Comparing the pure extent of storing collected NL- and SL-data gives a great
numerical
difference. There are two reasons why SL-data require orders of
magnitude more storage space than written language corpora.
The first one is simply the difference in coding between
text and speech. Whereas the ASCII-string of a word like
`and' needs only
three bytes, many more bytes are required as soon as the phonemes of this
word are transformed into an acoustic output for storing the AD-converted
data. If in the given example we assume that in clear speech the utterance
of a
three-phoneme-syllable takes about half a second and if we apply an
amplitude quantization of 16 bits and a non-stereo hi-fi sampling rate of 48
kHz, the NL/SL-ratio amounts to approximately 1:16000.
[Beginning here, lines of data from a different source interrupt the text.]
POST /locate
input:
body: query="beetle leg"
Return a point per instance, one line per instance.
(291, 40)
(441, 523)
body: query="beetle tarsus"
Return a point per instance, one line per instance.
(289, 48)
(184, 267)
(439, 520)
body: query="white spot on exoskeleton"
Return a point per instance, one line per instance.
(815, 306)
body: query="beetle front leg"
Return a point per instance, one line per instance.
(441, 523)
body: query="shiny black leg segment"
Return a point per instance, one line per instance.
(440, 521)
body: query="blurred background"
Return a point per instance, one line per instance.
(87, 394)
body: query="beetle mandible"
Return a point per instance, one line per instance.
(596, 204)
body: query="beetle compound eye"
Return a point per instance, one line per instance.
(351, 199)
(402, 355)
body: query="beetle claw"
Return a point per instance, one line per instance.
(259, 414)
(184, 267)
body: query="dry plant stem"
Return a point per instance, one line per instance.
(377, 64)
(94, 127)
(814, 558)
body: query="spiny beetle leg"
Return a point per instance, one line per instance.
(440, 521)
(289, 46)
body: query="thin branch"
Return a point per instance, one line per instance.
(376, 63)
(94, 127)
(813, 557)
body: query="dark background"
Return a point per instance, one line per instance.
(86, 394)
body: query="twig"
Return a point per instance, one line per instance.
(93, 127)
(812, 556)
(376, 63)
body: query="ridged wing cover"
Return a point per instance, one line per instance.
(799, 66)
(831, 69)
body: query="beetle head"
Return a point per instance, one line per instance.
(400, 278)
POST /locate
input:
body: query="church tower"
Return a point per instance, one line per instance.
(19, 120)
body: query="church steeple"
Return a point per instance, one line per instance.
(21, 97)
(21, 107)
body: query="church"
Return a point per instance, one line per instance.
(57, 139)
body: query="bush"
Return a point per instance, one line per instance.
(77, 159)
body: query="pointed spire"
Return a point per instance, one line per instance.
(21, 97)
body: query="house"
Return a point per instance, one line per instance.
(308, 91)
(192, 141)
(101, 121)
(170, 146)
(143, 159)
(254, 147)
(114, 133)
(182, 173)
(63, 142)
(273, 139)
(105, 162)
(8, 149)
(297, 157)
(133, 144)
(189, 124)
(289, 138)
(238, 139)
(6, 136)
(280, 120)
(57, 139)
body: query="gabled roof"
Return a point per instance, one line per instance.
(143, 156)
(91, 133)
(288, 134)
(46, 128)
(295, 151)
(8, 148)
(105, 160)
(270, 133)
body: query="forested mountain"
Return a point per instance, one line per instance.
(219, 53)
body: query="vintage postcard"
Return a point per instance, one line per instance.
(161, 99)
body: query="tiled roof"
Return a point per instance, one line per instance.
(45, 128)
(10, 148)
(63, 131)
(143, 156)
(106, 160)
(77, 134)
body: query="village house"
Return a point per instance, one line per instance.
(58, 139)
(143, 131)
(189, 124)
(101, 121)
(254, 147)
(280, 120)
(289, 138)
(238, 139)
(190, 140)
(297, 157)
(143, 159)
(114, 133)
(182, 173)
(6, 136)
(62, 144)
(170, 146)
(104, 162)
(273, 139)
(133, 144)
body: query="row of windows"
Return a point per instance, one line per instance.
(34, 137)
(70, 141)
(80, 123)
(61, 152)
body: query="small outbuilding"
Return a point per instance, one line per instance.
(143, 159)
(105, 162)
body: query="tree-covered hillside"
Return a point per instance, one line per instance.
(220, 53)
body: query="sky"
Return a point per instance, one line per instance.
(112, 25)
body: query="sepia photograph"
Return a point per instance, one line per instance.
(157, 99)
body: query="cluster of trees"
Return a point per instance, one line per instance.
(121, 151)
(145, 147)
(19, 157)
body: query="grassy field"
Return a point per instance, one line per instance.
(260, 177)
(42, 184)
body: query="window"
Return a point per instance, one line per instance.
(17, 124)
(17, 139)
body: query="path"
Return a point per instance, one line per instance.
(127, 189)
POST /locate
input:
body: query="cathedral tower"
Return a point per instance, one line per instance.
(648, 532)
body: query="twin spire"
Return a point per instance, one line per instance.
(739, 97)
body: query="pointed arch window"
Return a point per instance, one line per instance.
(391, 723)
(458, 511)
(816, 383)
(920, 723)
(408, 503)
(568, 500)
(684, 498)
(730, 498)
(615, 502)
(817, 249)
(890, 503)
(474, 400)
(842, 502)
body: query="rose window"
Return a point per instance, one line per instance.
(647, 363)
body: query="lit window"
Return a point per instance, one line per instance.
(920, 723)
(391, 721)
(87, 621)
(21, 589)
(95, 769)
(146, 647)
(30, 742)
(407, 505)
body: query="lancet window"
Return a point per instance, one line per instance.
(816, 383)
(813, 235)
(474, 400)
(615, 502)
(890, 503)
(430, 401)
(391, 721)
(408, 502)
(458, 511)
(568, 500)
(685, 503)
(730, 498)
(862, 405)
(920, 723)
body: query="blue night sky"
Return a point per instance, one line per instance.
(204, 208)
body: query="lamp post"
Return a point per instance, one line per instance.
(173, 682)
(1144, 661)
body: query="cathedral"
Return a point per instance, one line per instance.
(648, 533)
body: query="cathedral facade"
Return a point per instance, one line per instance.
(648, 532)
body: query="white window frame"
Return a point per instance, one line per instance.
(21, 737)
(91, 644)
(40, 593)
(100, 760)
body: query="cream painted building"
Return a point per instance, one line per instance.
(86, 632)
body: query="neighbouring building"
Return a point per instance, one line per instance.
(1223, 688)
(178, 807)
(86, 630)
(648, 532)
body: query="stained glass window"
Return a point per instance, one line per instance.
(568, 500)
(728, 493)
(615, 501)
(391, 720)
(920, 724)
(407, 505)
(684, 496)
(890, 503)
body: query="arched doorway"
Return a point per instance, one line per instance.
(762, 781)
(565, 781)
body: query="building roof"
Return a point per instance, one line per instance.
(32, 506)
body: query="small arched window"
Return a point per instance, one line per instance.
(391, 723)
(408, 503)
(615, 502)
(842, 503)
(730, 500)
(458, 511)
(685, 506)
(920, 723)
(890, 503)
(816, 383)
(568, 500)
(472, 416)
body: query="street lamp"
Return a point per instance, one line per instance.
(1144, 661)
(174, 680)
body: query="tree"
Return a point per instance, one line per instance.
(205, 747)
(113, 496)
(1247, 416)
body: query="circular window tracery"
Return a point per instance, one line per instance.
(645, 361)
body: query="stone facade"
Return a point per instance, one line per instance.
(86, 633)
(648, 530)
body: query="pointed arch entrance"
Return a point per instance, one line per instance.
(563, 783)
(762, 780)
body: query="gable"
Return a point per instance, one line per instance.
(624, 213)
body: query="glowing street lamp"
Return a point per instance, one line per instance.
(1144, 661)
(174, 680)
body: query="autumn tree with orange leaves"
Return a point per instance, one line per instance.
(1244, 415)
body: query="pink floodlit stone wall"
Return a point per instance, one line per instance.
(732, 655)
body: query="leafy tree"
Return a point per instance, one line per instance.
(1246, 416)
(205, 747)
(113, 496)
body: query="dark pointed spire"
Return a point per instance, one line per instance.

The second reason follows from the great
variability in the phonetic forms of
spoken words. As pointed out above in difference #4, any written text must
be reproduced by many speakers in more than one speaking style (at least
in a slow, normal and fast speed with low, normal, high voice etc.),
if the
corpus is intended to reflect all possible sources of variability.
It should be clear that all these severe modifications of the phonetic forms
of words in connected speech play no role in NL data collections.
The last difference, and the most important one, must be looked at from two
different angles. The first thing to understand is that the relevant
category
of the data (that determines its collection) is already inherently given in the
case of NL, but totally unknown in the case of physically recorded speech.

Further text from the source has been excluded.